Member Spotlight: Brainsy Answers all Your Questions
With the clutter of information on the Internet, knowing what is valuable and trustworthy — or from a direct source, no less — can be tough. Washington, D.C. startup Brainsy makes reliable information from credible sources accessible to everyone.
Based out of the 1776 campus, Brainsy connects individuals and groups to subject matter experts through ECNs, or Expert Calling Networks. Brainsy is different from other advice platforms not only because it’s based on phone calls but because it allows users to monetize their social media profiles. 1776 had the chance to sit down and speak to with Brainsy’s CEO and Chief Innovation Officer, Brian Christie, to discuss the startup’s concept, successes, and challenges.
Relay Foods founder Zach Buckner started Brainsy (originally as Fanaticall) in 2011 with the idea to connect people in the music industry. Founding Brainsy in D.C. made the most sense for finding a diversity of countless quality experts given all the powerful organizations and connections. Buckner brought on board Christie, who previously led and advised various startups in the D.C. area, as CEO in 2013.
Christie soon realized that “the application was broader and could go beyond the music world,” and “someday it ought to be available for anyone to share.” His realization resulted in re-branding, and the Brainsy concept quickly evolved into a large information network that touches on anything and everything within the limits of the law. Today, major ECN subject matters include bitcoin, college counseling, health and wellness coaching, and even fishing.
One of the most exciting moments for Brainsy took place during President Barack Obama’s visit to the 1776 D.C. campus. In fact, the visit had a significant impact on Brainsy’s trajectory. Christie was fortunate enough to speak to Obama about the startup’s business model. After viewing video footage of the exchange with Obama, Brainsy’s board of investors excitedly urged Christie to launch that very day, several months ahead of schedule. Now, Christie frequently shares the video of his interaction with Obama with others to explain how the business works.

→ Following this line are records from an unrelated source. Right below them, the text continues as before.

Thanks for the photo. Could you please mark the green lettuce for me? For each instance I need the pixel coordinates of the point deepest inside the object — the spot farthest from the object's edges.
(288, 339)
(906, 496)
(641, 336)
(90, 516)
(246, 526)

Brainsy’s latest venture is the “HR Tech and Talent ECN,” which launched in early October. Christie explains that the “HR Tech and Talent ECN” aims to connect “top-flight human resource domain experts and consultants with organizations or businesses via paid telephone calls.”

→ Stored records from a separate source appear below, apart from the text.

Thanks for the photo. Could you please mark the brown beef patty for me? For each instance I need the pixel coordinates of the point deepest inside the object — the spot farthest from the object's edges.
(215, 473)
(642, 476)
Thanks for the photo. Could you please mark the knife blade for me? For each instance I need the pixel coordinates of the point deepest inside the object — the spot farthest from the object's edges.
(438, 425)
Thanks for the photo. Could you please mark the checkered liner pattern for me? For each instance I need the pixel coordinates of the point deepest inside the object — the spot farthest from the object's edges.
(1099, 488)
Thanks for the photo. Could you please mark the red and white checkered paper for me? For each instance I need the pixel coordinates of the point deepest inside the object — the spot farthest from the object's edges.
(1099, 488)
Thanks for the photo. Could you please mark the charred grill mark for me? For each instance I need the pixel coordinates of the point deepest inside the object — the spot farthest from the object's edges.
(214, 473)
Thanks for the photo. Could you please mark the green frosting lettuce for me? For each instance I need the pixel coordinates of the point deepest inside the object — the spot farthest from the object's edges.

The startup’s revenue model revolves around three groups: the expert, the sponsor, and Brainsy itself. The ECN may be launched under a third-party aggregator, known as a “sponsor,” who brings a group of subject matter experts together. Once experts join the ECN, they can affix ECN badges to their Twitter accounts or LinkedIn profiles. Clients, in turn, can receive answers and advice from experts by simply clicking the ECN badges to schedule paid phone calls. The transaction fees that the Brainsy users pay drive the revenue, and the experts receive the largest amounts from the fees. The remaining amount divides between Brainsy and the aggregators.
Christie summed up Brainsy’s greatest challenge by talking about how overwhelmingly big of an idea it is. Due to the nature of the platform, there is such a wide spectrum of channels and subject matters to cover. As a result, the team has to be prudent about which opportunities to approach and which ones to step back from. In terms of successes, Christie says Brainsy’s “milestones are measured in mini steps.” Such steps include the increasing number of customers, the unexpected international support from countries like Ireland, and the additions of new ECNs.
When asked about his broader vision for Brainsy’s future, Christie says he wants people “to be able to utilize this platform in ways we can’t even anticipate and to make it possible for people to access information that they couldn’t have gotten in the past.”